Professor Kandel discusses the essential prerequisites for creativity - in other words, what an art residency seeks to offer. The basic requirements are "technical competence and a willingness to work hard" (page 456), according to the famed Viennese art historian, Ernest Kris, and psychiatrist, Nancy Andreasen. Those criteria are givens, I suspect, in every selection an art residency makes of artists who will spend time at the residency. It would not make sense to have people coming if they could not perform competently as artists, unless, of course, they are coming for courses that are offered.
The other prerequisites that Professor Kandel cites are: "(1) the types of personalities that are likely to be particularly creative; (2) the period of preparation and incubation, when a person works on a problem consciously and unconsciously; (3) the initial moments of creativity themselves; and (4) subsequent working through of the creative idea."
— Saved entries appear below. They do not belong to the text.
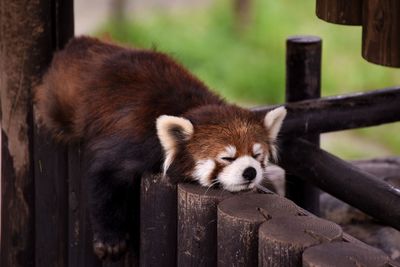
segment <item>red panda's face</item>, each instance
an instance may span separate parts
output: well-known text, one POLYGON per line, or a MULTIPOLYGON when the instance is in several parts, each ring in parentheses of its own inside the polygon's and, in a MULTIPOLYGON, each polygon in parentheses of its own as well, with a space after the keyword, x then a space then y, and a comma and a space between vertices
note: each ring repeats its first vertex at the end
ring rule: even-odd
POLYGON ((274 143, 285 115, 286 110, 278 108, 263 122, 239 117, 195 126, 184 118, 161 116, 157 130, 165 151, 164 172, 182 165, 178 172, 203 186, 253 188, 276 156, 274 143))

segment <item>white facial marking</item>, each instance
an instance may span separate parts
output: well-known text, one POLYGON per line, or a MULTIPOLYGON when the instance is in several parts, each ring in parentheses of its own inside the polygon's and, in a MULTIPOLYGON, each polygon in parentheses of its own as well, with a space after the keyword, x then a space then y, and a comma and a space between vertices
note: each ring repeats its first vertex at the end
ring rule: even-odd
POLYGON ((250 156, 242 156, 237 158, 232 164, 226 166, 217 176, 221 186, 228 191, 240 191, 253 188, 262 180, 261 164, 250 156), (256 177, 251 182, 243 177, 243 172, 247 168, 252 167, 256 170, 256 177))
POLYGON ((193 171, 193 178, 202 186, 211 185, 211 174, 215 169, 215 162, 212 159, 199 160, 193 171))
POLYGON ((190 137, 193 135, 193 125, 189 120, 167 115, 158 117, 156 122, 157 135, 165 153, 163 166, 164 175, 174 160, 177 142, 179 141, 176 140, 176 136, 171 133, 171 129, 174 127, 181 129, 181 134, 186 139, 190 139, 190 137))
POLYGON ((224 158, 234 159, 236 156, 236 147, 229 145, 225 147, 225 150, 218 154, 217 160, 222 164, 229 164, 231 161, 224 158))
POLYGON ((262 145, 259 143, 255 143, 253 145, 253 156, 257 159, 260 160, 264 156, 264 149, 262 148, 262 145))

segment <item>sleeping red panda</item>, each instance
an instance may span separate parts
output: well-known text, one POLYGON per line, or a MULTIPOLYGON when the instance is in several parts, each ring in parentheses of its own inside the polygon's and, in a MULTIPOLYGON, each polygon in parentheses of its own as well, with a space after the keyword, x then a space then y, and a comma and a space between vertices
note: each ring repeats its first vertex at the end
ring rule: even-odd
POLYGON ((144 172, 229 191, 253 188, 286 116, 228 104, 165 54, 94 38, 57 52, 35 90, 39 122, 57 140, 83 140, 94 249, 126 249, 127 197, 144 172))

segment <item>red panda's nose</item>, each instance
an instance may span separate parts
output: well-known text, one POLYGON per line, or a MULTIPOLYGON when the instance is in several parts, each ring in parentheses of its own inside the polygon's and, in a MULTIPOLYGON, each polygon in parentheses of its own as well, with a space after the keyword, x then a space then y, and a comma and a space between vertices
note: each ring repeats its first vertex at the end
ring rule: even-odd
POLYGON ((242 174, 243 178, 248 180, 248 181, 252 181, 254 180, 254 178, 256 178, 257 176, 257 171, 256 169, 254 169, 253 167, 247 167, 242 174))

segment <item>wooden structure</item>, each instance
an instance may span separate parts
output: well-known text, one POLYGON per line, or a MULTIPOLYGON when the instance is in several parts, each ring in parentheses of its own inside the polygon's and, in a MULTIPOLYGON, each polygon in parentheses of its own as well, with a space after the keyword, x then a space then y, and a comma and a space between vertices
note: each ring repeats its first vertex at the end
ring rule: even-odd
MULTIPOLYGON (((56 145, 41 133, 31 99, 31 89, 53 52, 73 35, 72 10, 72 0, 0 0, 2 267, 315 266, 332 262, 327 250, 337 255, 350 251, 355 259, 373 256, 365 266, 396 266, 338 225, 288 199, 177 187, 160 175, 145 175, 140 194, 136 192, 140 227, 132 226, 137 239, 130 253, 116 263, 100 262, 92 252, 80 145, 56 145), (351 249, 343 251, 347 246, 351 249)), ((318 98, 320 40, 295 37, 287 45, 289 116, 282 130, 282 165, 299 177, 289 179, 308 181, 297 185, 301 194, 289 188, 291 197, 317 212, 313 184, 399 229, 400 209, 395 203, 400 203, 400 191, 319 149, 318 135, 399 121, 400 88, 318 98), (301 162, 293 153, 301 155, 301 162), (310 170, 305 164, 314 167, 310 170), (369 186, 359 186, 361 181, 369 186), (306 197, 308 192, 313 193, 306 197)), ((261 117, 271 108, 254 112, 261 117)))
POLYGON ((373 63, 400 67, 400 3, 396 0, 317 0, 317 16, 362 25, 362 55, 373 63))

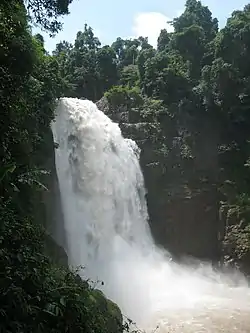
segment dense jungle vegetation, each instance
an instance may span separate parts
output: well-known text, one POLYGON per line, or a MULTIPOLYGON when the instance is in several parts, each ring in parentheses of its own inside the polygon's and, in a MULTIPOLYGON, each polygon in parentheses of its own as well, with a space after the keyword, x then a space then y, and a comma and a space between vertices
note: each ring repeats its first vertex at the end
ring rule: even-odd
POLYGON ((37 200, 49 190, 50 123, 60 96, 105 95, 155 124, 167 209, 188 201, 210 211, 216 260, 250 266, 250 5, 219 30, 206 6, 187 0, 156 49, 144 37, 102 46, 85 25, 73 44, 62 41, 49 55, 31 24, 55 34, 70 3, 0 4, 0 332, 121 330, 115 305, 45 254, 37 200))

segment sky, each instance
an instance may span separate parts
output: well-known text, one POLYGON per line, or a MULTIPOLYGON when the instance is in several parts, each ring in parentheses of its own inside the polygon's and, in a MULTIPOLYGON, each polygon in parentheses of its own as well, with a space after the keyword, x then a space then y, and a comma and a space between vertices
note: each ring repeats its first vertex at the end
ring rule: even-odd
MULTIPOLYGON (((156 46, 160 30, 172 27, 167 23, 178 17, 184 10, 185 0, 73 0, 69 7, 70 14, 64 16, 63 31, 50 38, 45 32, 33 28, 33 33, 42 33, 46 49, 51 52, 62 41, 74 42, 76 33, 84 29, 87 23, 93 28, 101 43, 111 44, 117 37, 148 37, 149 43, 156 46)), ((203 0, 213 16, 217 17, 220 27, 236 9, 243 7, 250 0, 203 0)))

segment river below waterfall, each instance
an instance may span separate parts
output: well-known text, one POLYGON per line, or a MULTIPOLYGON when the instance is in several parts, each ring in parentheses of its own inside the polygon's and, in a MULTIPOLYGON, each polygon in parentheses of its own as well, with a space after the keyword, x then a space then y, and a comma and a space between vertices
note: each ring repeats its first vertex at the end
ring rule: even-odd
MULTIPOLYGON (((178 265, 148 226, 139 149, 94 103, 63 98, 52 125, 68 256, 146 332, 250 332, 240 273, 178 265)), ((185 223, 185 221, 183 221, 185 223)))

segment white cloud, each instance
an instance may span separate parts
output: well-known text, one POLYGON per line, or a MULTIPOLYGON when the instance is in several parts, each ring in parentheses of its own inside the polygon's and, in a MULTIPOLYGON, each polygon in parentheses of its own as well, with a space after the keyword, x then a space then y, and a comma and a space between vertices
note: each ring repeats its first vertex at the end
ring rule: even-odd
POLYGON ((138 13, 134 18, 132 31, 135 38, 148 37, 149 44, 156 47, 157 38, 162 29, 167 29, 168 32, 173 31, 173 27, 167 23, 170 20, 169 17, 159 12, 138 13))

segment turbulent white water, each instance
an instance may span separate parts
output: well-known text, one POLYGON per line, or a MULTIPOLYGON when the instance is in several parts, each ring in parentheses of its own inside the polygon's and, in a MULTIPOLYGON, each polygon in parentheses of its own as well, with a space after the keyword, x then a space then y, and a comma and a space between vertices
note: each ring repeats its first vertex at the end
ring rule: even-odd
POLYGON ((174 264, 154 245, 139 151, 118 125, 63 98, 52 127, 70 263, 148 332, 250 332, 243 277, 174 264))

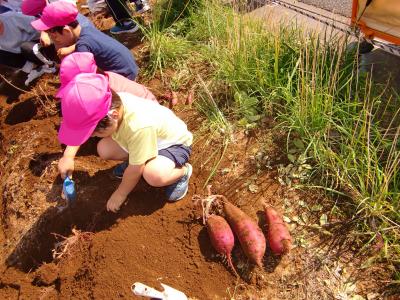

The mixture of individuals who are knowledgeable in a discipline, the different cultures in which each individual works and the social field when the person comes all combine to form a creative mix. That, to me, is a good summary of the interest and rewards of an art residency when the artists are all serious professionals, from different walks of life and coutnries, but all willing to share ideas and experiences. This was the situation I experienced in South Italy, and it made the art residency there a delight, despite drawbacks on the administrative side of the residency.